Tuesday, August 12, 2014
Unizor - Probability - Conditional - Problems 2
We recommend to attempt solving these problems prior to listening to the lecture or reading answers and proofs provided.
Also assume that all probabilities mentioned in the problems are not equal to zero, that is we are excluding impossible events.
There are 3 white and 2 black socks in a box. You randomly pulled one sock and it happened to be white.
What is the probability of randomly pulling a second white sock?
Solve the problem in more than one way, try to use the concepts of conditional probability
There is a computer game that has 2 levels. Experience shows that the probability of passing the level 1 during the first day equals to 50%=1/2. The probability of mastering both levels in the first day equals to 10%=1/10.

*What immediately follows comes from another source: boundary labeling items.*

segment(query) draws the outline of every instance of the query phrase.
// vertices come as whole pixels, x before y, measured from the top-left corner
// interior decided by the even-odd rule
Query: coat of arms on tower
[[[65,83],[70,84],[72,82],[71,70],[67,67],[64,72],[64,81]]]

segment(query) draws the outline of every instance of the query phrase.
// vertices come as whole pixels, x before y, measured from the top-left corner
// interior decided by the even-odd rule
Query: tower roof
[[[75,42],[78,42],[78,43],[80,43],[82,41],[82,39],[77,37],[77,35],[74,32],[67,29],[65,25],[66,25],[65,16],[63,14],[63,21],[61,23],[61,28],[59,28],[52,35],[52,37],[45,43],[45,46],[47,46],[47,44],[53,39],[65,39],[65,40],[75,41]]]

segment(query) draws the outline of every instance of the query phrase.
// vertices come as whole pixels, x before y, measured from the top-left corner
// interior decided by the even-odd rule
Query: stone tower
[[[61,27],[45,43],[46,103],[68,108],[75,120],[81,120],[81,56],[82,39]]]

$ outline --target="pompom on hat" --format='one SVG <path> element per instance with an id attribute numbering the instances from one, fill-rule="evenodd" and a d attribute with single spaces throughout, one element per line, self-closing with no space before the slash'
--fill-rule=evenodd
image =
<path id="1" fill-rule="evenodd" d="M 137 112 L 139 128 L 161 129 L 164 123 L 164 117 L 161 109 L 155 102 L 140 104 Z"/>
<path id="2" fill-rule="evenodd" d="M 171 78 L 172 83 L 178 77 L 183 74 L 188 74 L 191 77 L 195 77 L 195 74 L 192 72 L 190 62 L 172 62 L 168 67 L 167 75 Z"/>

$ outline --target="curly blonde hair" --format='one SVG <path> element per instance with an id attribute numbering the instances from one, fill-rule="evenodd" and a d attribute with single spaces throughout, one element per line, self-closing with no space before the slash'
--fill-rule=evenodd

What is the probability of passing the level 2 during the first day for children who have managed to pass the level 1 on this day?
There are three categories of people living in some place: 20% Jewish, 30% Muslims and 50% atheists.
The food restrictions among Jews and Muslims are similar, but not identical. Also, even among people of the same religion there are differences in interpretation of the laws.
Assume that 90% of Jewish people consider some food X as prohibited, while only 80% of Muslims agree with them. Atheists do not have any restrictions on food.
You invite a random person from a street for dinner. What is the probability that he would not eat the food X because he considers it prohibited?